Mashup with Facebook allows MySpace users to populate their MySpace Web pages with likes and interests of a user's Facebook profile. Will it help MySpace return to relevance?

News Analysis: When MySpace and Facebook unveiled their deal to pull Facebook profile content into MySpace, it was hard for the media to suppress a collective sardonic grin.

What MySpace is doing with Mashup with Facebook is allowing the few million or so users who haven't dropped it for Facebook to populate their MySpace Web pages with likes and interests of a user's Facebook profile.

This is quite the access point to provide to a company that three years ago dwarfed it in traffic and users. That's the equivalent of the white flag, no?

Forrester Research analyst Augie Ray said MySpace waved the white flag years ago when Facebook powered its way past MySpace and the old incumbent took no action to reverse the trend.

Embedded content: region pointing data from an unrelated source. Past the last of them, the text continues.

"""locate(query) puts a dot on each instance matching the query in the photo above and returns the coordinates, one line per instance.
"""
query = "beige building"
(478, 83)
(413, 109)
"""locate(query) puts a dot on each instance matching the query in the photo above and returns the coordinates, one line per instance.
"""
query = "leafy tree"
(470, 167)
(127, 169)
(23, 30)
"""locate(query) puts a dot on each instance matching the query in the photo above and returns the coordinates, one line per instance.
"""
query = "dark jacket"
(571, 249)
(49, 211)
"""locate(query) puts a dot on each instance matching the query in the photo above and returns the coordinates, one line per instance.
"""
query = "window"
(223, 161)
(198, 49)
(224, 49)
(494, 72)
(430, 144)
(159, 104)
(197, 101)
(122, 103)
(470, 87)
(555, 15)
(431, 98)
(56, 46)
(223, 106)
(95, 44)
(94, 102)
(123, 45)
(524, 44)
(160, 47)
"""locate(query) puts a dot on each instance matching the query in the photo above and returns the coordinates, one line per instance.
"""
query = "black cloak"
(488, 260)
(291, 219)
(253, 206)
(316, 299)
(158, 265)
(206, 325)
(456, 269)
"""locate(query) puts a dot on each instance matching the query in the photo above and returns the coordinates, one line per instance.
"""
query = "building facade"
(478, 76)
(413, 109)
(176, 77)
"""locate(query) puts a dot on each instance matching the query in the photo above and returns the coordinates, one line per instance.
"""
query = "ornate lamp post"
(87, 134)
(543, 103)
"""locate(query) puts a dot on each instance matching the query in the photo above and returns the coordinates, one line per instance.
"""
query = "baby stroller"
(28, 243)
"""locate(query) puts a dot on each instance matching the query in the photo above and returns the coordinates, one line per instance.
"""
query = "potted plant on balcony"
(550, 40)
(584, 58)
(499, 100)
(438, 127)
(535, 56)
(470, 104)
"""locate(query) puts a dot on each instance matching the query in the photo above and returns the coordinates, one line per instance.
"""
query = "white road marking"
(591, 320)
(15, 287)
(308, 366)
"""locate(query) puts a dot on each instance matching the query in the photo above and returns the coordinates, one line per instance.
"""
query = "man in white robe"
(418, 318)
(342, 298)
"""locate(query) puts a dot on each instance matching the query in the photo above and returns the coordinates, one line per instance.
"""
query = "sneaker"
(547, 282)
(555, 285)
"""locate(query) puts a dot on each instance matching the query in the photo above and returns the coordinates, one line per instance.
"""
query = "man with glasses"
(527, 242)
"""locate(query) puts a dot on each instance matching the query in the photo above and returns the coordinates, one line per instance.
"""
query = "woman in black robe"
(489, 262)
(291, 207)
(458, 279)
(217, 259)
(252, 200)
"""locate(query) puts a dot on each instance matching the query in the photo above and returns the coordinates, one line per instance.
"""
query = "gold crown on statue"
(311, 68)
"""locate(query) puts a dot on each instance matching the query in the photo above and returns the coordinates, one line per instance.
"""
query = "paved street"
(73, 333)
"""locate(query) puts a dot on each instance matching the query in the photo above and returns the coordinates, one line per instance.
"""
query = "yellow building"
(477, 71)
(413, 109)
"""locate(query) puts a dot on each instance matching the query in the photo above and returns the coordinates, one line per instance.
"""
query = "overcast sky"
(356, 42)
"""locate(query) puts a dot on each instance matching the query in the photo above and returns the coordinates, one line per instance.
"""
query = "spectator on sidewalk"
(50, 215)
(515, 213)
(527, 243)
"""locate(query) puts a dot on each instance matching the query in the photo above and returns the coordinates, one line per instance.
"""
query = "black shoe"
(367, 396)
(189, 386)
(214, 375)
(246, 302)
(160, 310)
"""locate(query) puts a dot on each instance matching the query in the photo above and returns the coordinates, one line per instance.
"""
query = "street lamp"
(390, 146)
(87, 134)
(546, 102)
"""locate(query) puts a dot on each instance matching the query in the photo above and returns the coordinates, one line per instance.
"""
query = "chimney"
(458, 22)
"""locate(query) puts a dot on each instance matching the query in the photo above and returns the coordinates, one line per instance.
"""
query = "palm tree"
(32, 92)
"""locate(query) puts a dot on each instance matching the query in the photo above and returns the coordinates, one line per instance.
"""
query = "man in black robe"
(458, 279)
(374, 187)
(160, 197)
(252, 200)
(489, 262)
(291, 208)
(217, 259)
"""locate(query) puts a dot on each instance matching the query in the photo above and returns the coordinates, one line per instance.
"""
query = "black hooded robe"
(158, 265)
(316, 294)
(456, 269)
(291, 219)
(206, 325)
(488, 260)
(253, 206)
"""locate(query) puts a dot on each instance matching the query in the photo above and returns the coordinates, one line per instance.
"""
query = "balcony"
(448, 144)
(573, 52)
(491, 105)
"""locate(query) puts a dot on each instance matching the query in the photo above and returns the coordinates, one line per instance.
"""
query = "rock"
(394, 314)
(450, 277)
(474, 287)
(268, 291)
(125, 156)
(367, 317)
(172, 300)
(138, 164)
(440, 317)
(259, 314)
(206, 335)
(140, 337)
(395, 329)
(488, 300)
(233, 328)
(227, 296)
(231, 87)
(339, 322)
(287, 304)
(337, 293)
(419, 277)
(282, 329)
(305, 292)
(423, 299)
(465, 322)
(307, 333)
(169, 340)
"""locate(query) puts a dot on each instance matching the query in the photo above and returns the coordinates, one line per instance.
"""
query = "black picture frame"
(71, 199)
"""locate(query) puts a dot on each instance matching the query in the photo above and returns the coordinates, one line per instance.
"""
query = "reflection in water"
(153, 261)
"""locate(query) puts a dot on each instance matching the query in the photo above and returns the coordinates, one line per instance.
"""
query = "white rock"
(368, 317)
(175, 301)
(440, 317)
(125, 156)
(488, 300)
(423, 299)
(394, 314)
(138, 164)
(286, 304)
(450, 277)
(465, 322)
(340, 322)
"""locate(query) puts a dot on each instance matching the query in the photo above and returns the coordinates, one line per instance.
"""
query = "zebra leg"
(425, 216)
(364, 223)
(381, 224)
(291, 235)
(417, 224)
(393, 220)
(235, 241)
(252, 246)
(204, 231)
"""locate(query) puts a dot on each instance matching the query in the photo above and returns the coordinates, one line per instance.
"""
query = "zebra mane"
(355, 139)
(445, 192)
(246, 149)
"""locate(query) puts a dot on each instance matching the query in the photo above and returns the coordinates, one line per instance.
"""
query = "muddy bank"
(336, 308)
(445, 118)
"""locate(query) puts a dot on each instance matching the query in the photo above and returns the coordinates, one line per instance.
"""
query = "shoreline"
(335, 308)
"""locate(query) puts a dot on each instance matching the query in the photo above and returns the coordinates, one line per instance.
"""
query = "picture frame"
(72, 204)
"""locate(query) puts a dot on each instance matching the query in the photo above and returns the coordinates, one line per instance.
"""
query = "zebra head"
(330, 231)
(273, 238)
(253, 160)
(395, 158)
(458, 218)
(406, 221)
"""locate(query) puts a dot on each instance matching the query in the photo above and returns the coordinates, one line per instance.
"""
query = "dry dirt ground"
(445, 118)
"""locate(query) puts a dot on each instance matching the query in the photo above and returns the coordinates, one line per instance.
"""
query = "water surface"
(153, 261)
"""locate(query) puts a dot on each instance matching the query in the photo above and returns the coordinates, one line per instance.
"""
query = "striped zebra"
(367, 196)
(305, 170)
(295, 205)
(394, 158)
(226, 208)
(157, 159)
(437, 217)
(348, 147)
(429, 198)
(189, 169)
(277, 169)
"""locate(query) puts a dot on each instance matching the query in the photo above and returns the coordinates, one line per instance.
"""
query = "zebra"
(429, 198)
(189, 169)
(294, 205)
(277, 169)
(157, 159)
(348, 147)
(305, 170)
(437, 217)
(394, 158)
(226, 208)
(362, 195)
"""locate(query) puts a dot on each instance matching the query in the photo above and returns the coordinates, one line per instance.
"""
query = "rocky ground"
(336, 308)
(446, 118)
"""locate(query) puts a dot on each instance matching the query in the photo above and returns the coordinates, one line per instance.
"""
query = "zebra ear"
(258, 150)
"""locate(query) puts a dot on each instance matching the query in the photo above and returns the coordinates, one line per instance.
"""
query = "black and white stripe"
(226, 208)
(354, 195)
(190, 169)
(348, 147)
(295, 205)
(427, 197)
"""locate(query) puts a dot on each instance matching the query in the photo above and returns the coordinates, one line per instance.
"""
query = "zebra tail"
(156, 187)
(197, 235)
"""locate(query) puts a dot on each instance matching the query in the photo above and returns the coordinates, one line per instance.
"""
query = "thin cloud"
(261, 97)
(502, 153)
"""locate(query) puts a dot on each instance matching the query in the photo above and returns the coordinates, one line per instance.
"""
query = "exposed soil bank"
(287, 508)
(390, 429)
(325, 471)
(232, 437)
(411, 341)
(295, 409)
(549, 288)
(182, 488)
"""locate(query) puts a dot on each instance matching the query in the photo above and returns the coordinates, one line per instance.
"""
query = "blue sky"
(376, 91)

"Last month's announcement of a new vision for MySpace was the concession speech," Ray told eWEEK.

"[The] joint announcement was the political equivalent of Obama naming Clinton as his Secretary of State," said Ray, enjoying his political analogy. "MySpace has long since stopped being a serious competitor to Facebook, and now MySpace is relying on Facebook to succeed in its second coming."

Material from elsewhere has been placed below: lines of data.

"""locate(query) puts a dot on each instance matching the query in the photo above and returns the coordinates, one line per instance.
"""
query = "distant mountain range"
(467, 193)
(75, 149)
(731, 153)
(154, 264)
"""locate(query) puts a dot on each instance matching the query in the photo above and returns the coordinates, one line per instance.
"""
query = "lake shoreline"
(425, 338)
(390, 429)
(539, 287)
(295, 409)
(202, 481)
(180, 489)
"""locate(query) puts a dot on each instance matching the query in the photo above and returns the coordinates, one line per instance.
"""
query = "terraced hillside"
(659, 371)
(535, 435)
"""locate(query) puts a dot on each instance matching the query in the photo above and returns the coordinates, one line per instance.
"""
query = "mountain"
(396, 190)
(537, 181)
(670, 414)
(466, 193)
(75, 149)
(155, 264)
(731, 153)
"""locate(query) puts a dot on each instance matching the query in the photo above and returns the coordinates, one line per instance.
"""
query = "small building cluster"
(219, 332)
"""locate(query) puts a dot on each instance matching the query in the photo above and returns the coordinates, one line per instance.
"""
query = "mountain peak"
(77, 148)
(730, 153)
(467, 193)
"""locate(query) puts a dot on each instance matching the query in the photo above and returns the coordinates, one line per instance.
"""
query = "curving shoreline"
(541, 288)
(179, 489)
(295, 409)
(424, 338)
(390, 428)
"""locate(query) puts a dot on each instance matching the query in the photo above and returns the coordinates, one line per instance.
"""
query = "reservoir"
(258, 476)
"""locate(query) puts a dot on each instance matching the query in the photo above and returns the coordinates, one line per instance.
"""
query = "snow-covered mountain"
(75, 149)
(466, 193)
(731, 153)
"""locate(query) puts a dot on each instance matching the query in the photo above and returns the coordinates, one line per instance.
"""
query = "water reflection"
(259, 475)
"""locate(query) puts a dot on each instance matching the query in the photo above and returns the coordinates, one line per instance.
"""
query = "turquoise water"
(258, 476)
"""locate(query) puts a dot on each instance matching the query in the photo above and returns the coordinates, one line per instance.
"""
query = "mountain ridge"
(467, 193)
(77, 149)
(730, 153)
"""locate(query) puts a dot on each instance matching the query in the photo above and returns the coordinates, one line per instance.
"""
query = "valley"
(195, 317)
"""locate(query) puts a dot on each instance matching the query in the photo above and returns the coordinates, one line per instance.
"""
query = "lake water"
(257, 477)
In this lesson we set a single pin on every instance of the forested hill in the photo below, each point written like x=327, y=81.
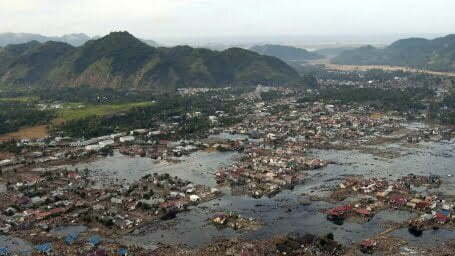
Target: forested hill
x=119, y=60
x=437, y=54
x=286, y=53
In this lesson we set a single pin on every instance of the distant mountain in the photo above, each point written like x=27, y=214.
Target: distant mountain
x=120, y=60
x=437, y=54
x=20, y=38
x=286, y=53
x=72, y=39
x=332, y=52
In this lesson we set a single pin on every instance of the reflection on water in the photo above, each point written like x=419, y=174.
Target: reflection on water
x=285, y=212
x=198, y=167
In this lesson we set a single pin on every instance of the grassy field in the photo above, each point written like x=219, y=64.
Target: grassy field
x=74, y=111
x=19, y=99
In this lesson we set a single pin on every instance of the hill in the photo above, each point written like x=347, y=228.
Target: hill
x=119, y=60
x=72, y=39
x=286, y=53
x=437, y=54
x=332, y=52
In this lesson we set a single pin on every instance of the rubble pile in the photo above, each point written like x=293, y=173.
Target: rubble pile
x=235, y=221
x=36, y=203
x=435, y=211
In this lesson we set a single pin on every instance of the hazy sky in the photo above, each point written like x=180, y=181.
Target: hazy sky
x=156, y=19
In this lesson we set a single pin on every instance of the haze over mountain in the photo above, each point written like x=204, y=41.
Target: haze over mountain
x=119, y=60
x=437, y=54
x=286, y=53
x=72, y=39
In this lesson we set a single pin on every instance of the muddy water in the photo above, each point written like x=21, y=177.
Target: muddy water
x=198, y=167
x=285, y=212
x=2, y=188
x=16, y=245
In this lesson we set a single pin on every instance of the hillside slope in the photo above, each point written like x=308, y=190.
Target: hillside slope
x=120, y=60
x=437, y=54
x=286, y=53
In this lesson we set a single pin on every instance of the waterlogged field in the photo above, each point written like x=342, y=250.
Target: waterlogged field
x=75, y=111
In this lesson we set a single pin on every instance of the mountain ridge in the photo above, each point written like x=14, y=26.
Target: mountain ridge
x=74, y=39
x=119, y=60
x=437, y=54
x=286, y=53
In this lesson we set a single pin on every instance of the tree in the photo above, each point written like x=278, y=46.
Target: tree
x=310, y=81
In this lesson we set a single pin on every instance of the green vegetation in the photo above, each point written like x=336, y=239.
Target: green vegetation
x=74, y=111
x=168, y=109
x=286, y=53
x=122, y=61
x=437, y=54
x=17, y=114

OK, so maybe MySpace, which has seen executives come and go almost as much as Yahoo in the last three years, is well past the point of flag-waving.

What it's doing then is riding Facebook's coattails, hopefully to grab from crumbs from Facebook's social network banquet table as a "social entertainment destination for Gen Y." MySpace has become an entertainment portal extension to Facebook.

MySpace, sadly, has become the digital equivalent of a neighborhood youth hall just a few short years after MySpace co-founder Chris DeWolfe appeared on stage at the Web 2.0 Summit with News Corp. media mogul Rupert Murdoch.

Mashup with Facebook hooks users into Facebook via Facebook Connect, allowing users to spruce up their existing profile based on information they've listed in their Facebook profile.

Facebook "likes" and "interests" are matched to relevant MySpace topic pages, profiles, video programming and other entertainment content.

In time, MySpace will use the Facebook Like button across the site "to give users an easy way to share their entertainment interests with their friends on Facebook."

Forrester's Ray said MySpace seems to get more out of this partnership than Facebook because Facebook Likes can help create an instantaneously personalized experience, making it much more likely users will stick around and return.

"As for Facebook, this doesn't seem to provide any new revenue opportunities; instead, it allows Facebook to make the point that your data is, in fact, your data-you can use it any way you want, including making your MySpace experience better," Ray added.

Ray brings up a good point. Facebook's reticence to let users export their contact info to Google Gmail has been a sore spot of bad PR for the company this month.

It didn't get any better when Twitter CEO Evan Williams admitted to being frustrated that Facebook wouldn't allow Twitter to integrate fully with the social network.

Still, others will be scratching their heads over Mashup with Facebook. Could partnering with MySpace, long ago left for dead, be damaging to Facebook's credibility?

Why give a rival attention it otherwise wouldn't garner?